Even as blood donations in high income countries have risen by 25 percent over the last decade, most of the world’s hospitals and medical facilities still don’t have enough blood and constantly require more. According to a report released last week by the UK-based NHS Blood and Transplant organisation, there are now 40 percent fewer new blood donors in the UK than there were 10 years ago, and similar trends are reported in Sweden, Netherlands and Germany.
In some facilities, the public can also see a chart of how much blood there is left, and perhaps they will feel motivated to give more.
“The same info as we have internally is shown externally,” said Blom Wiberg. “Our challenge is to make the public and especially the blood donators understand just how important their contribution is.”

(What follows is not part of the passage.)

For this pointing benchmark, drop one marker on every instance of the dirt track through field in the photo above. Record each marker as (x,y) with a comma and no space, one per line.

This is one of the type of creative ideas we need if we want to encourage people to donate blood – less and less people want to become donors, and the regular motivation simply isn’t working well enough.
“We simply can’t ignore the fact that there has been a stark reduction in the number of new donors coming forward, a trend seen across the world,” Jon Latham from the NHS Blood and Transplant donor services told the press in a statement. “While we can meet the needs of patients now, it’s important we strengthen the donor base for the future.”
Hopefully, we’ll be seeing a lot more messages like this one – and a lot more people giving blood. It saves lives.